De qualquer forma, havia outra questão bem pertinente. Quando ouvimos os primeiros discos, podemos perceber que os arranjos das musicas são contundentes o suficiente para serem confundidos com a composição da canção propriamente dita. um tipo de sonoridade construída para causar impacto, para tornar visível o compositor, cantor e instrumentista.
Itamar dizia que não valia a pena a empreitada se não fosse para realizar um trabalho muito bom, se não fosse para acrescentar à musica popular brasileira. Sempre falava do quanto escutou Jimi Hendrix, os batuques da cidade de Tietê, Milton nascimento e tudo que gostasse de ouvir à exaustão. Agradecia a Jorge Mautner e Arrigo Barnabé por sua entrada verdadeira na música como instrumentista e arranjador. E agradecia a Rogério Duprat , Hermeto Pascoal, Elis Regina e Paulinho da Viola – a quem pediu uma apreciação de suas musicas, para saber se realmente “dava pra coisa” . As pessoas e a vida foram confirmando para ele que de fato era um grande artista.

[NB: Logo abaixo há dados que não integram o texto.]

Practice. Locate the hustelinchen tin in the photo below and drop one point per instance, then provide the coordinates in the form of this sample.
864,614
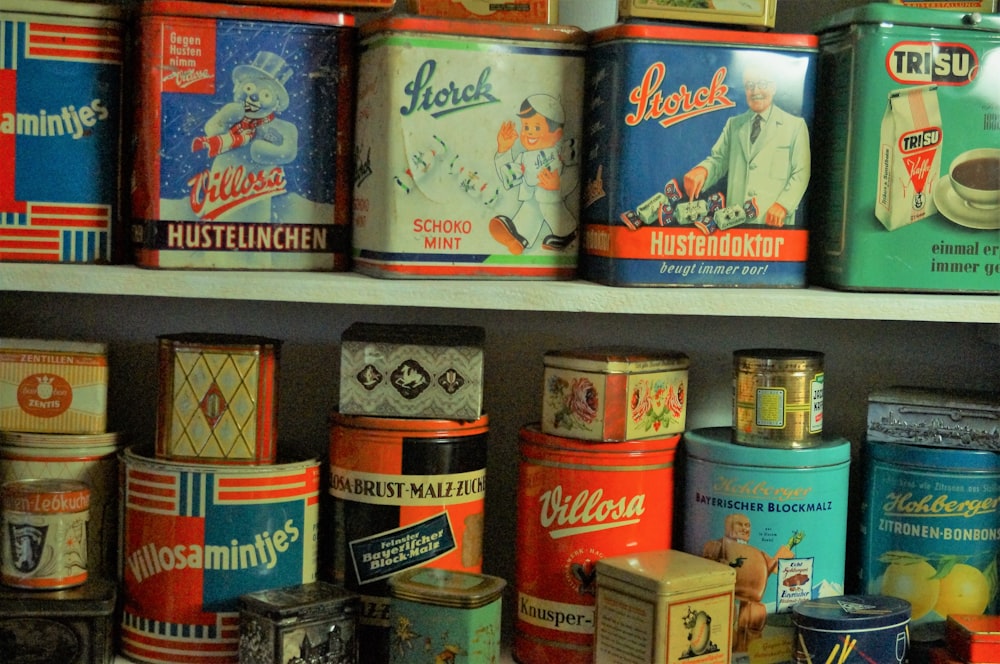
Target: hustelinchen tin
243,134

Clara Bastos é contrabaixista e formada em jornalismo. Dá aulas em escolas de música e participa de gravações de Cds e shows. Acompanhou Itamar Assumpção por mais de dez anos e fez transcrições das músicas do compositor para o songbook: Pretobrás Por que que eu não pensei nisso antes? O Livro de canções e histórias de Itamar Assumpção – 2006
Trilogia Bicho de Sete Cabeças
Primeira formação
Fonte: Pretobrás Por que que eu não pensei nisso antes? O Livro de canções e histórias de Itamar Assumpção 1 e 2 (Organizadores Luiz Chagas e Monica) 2006
Fotos: Extraídas do arquivo pessoal no Facebook de algumas delas.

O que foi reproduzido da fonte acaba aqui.